Silane TGO alarm activated during cylinder change

_______________________________________________
snf-irteam mailing list
snf-irteam@lists.stanford.edu
https://mailman.stanford.edu/mailman/listinfo/snf-irteam

-------- Original Message --------
Subject: [snf-irteam] IRT update
Date: Tue, 16 Jul 2013 11:59:51 -0700
From: Ted Berg <tberg@stanford.edu>
To: snf-irteam@lists.stanford.edu


Hello All,
    just a quick update on our incident this morning. At approximately 9:10 am, two of our staff were changing a 5% silane cylinder believed to be empty. When the high pressure vent was opened the TGO sensor was triggered. The alarms were silenced and acknowledged. As it turns out the cylinder was not empty it was a malfunction of a solenoid in the controller that had been shut down on Saturday and did not respond to the reset and thus the line was drained.Once the solenoid was activated bottle pressure came up to normal.
    In the process of trouble shooting this issue we discovered that the burn box for the gas panel vents was malfunctioning so we are shutting it down to troubleshoot. That means No Cylinder changes in 115X until burn box is resolved. Ted


Sunday, July 14, 2013

Fire alarm triggered by P5000 on 7/13/13 Update

Hi all --

There was a fire alarm this morning.  The Fire Department responded and 
were met by SNF staff.  The problem was a heat exchanger in the 
basement, which overheated - the steam set off the smoke detectors. The 
alarm has been cleared and the building is OK to reoccupy. Apologies for 
any inconvenience.

Your SNF Staff

Fire alarm triggered by P5000 heat xchanger on 7/13/13

Update from Jim & Cesar:

-Fire alarm was cleared.
-It was the p5000etch heat exchanger line that blew, so this is down now.
-The gases have been reset, except for the new HBr which seems to have 
an exhaust error.
-Oxygen has been a problem to reset.  Jim tried 3 times before the 
excess flow switch stayed open.  It might be worth asking Air Products 
about this.
-Lab activities were very light (probably because the ASML is down.)

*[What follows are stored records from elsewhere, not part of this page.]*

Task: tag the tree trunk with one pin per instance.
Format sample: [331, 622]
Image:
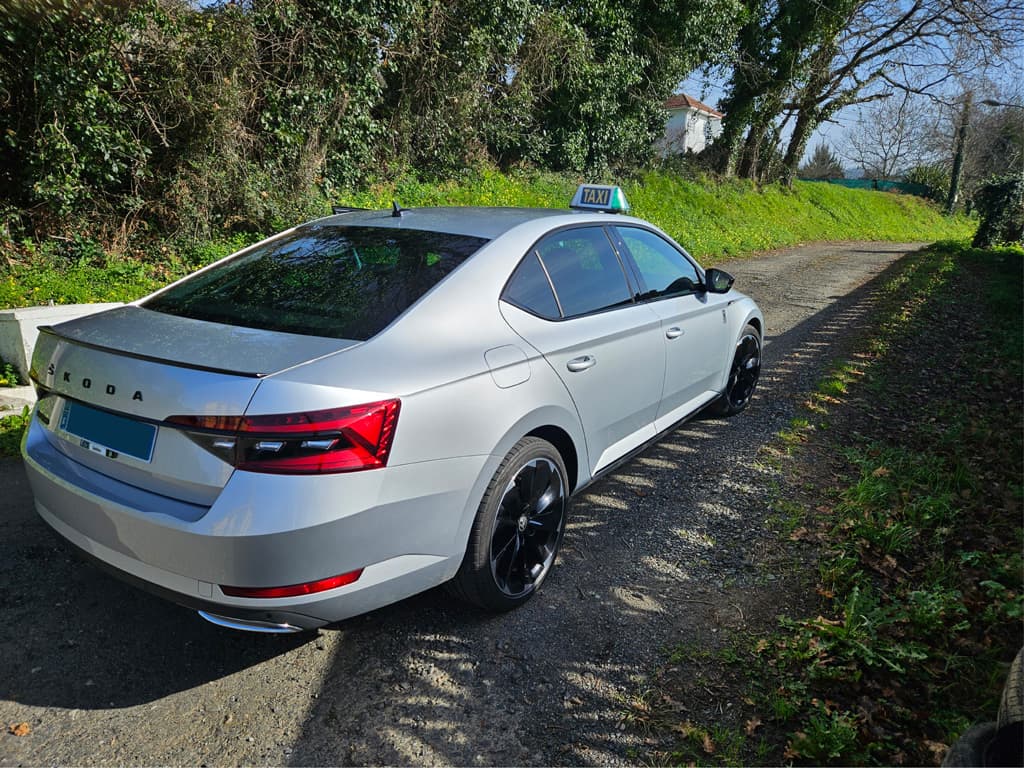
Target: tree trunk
[958, 146]
[806, 123]
[749, 160]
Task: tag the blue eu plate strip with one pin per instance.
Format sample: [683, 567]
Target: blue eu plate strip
[109, 434]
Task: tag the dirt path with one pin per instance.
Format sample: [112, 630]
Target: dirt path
[103, 674]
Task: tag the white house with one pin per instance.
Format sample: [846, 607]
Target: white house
[691, 126]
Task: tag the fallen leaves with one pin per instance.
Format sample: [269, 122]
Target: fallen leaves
[19, 729]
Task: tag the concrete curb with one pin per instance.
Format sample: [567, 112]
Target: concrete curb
[13, 399]
[19, 329]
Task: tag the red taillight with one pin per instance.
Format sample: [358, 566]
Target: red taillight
[339, 439]
[307, 588]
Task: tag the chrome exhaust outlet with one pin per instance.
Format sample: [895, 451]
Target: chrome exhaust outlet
[247, 625]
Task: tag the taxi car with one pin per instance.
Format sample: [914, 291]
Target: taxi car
[376, 402]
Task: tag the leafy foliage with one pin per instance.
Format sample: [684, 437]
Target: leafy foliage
[1000, 205]
[823, 164]
[934, 177]
[165, 116]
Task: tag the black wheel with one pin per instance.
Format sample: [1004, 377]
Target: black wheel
[742, 375]
[518, 528]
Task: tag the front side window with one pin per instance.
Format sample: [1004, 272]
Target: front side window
[585, 270]
[664, 270]
[322, 280]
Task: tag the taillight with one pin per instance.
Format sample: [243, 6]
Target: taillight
[339, 439]
[308, 588]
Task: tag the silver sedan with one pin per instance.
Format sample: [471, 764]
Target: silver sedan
[376, 402]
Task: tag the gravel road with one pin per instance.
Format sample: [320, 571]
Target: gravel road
[669, 550]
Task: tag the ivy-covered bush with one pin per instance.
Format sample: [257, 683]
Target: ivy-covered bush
[934, 177]
[193, 119]
[999, 203]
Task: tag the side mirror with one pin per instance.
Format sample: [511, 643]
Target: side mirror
[717, 281]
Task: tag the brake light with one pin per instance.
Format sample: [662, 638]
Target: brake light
[340, 439]
[307, 588]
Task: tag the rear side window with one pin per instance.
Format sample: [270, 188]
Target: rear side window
[342, 282]
[528, 289]
[585, 270]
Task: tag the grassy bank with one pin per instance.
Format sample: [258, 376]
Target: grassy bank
[713, 220]
[903, 484]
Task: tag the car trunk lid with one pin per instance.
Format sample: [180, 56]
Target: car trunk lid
[110, 381]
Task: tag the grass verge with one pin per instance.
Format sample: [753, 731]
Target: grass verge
[714, 220]
[918, 594]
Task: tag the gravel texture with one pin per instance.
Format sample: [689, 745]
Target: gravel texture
[668, 550]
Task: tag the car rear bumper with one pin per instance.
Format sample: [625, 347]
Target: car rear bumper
[406, 527]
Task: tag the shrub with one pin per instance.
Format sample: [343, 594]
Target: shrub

Monday morning, we'll do a run through of what happened and any follow 
up tasks in our lab update meeting.  Many thanks to Jim and Cesar for 
taking care of things on the scene and John for coaching.

Mary

Xylene bottle breakage in Litho Area on 6/17/13

Hi IRT members and All

    Late this evening there was a chemical release at the Ebeam bench in the Litho area between 11:00PM and 12:00AM. A user, Takashi Kodana dropped a glass bottle of Xylenes on the floor. The bottle, which broke contained less than a liter of material. The user did an initial cleanup of the release and then called the duty phone at 12:04AM. I instructed the user to evacuate the Litho area and to keep any users out of the area until I arrived. When I arrived, the user had the Litho area secured with yellow caution tape at both entrances. The Litho area still had a strong odor at that time.  I did a quick assessment of the situation with Takashi and did a final cleanup of the chemical which was trapped under some secondary containment pans( using a respirator). I allowed the room to air out and as of 3:00AM the odor had dissipated. Removed the caution tape from the Litho doors and tagged all hazardous waste bags. I thanked Takashi for his help and also insured  him that it would have been OK to not clean up the spill and evacuate the area immediately for health and safety reasons, and then call for help.